Step 2: Given information:
We are told that the surface area is increasing at a rate of 2 cm²/sec: \[ \frac{dA}{dt} = 2 \, \text{cm}^2/\text{sec} \] We are also asked to find the rate of change of the volume when the radius is 6 cm.

Step 3: Relating the rate of change of surface area to the rate of change of radius:
Differentiate the surface area formula \( A = 4\pi r^2 \) with respect to time \( t \): \[ \frac{dA}{dt} = 8\pi r \frac{dr}{dt} \] This relates the rate of change of the surface area to the rate of change of the radius (\( \frac{dr}{dt} \)).

Step 4: Relating the rate of change of volume to the rate of change of radius:
Similarly, differentiate the volume formula \( V = \frac{4}{3} \pi r^3 \) with respect to time \( t \): \[ \frac{dV}{dt} = 4\pi r^2 \frac{dr}{dt} \] This relates the rate of change of the volume to the rate of change of the radius (\( \frac{dr}{dt} \)).

Step 5: Substituting the known values:
We are given that \( \frac{dA}{dt} = 2 \) cm²/sec, and we need to find \( \frac{dV}{dt} \) when the radius is 6 cm.

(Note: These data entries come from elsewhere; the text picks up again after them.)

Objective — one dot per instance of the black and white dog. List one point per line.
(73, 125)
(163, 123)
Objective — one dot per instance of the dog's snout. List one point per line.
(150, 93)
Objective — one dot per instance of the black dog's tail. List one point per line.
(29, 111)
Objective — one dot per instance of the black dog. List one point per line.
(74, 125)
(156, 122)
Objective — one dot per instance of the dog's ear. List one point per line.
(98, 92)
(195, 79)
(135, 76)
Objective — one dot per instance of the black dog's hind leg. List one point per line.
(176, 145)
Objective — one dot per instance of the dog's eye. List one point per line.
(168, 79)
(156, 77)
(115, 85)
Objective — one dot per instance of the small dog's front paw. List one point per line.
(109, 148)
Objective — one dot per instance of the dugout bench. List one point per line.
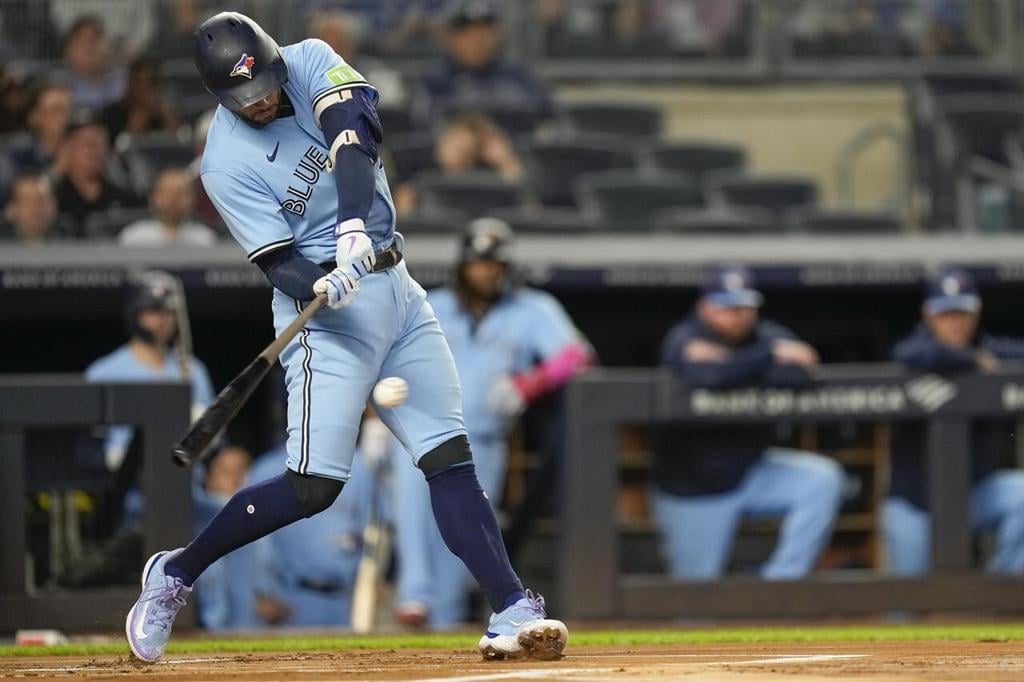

Using the surface area equation: \[ 2 = 8\pi (6) \frac{dr}{dt} \] Simplifying: \[ 2 = 48\pi \frac{dr}{dt} \] Solving for \( \frac{dr}{dt} \): \[ \frac{dr}{dt} = \frac{2}{48\pi} = \frac{1}{24\pi} \, \text{cm/sec} \]

Step 6: Calculating the rate of change of volume:
Now, substitute \( \frac{dr}{dt} = \frac{1}{24\pi} \) into the volume rate of change formula: \[ \frac{dV}{dt} = 4\pi (6)^2 \left( \frac{1}{24\pi} \right) \] Simplifying: \[ \frac{dV}{dt} = 4\pi (36) \left( \frac{1}{24\pi} \right) \] \[ \frac{dV}{dt} = 144\pi \times \frac{1}{24\pi} \] \[ \frac{dV}{dt} = 6 \, \text{cm}^3/\text{sec} \]

Final Answer:
Therefore, the rate of change of the volume when the radius is 6 cm and is increasing at a rate of \( 2 \) cm/sec is \( \frac{dV}{dt} = 6 \, \text{cm}^3/\text{sec} \).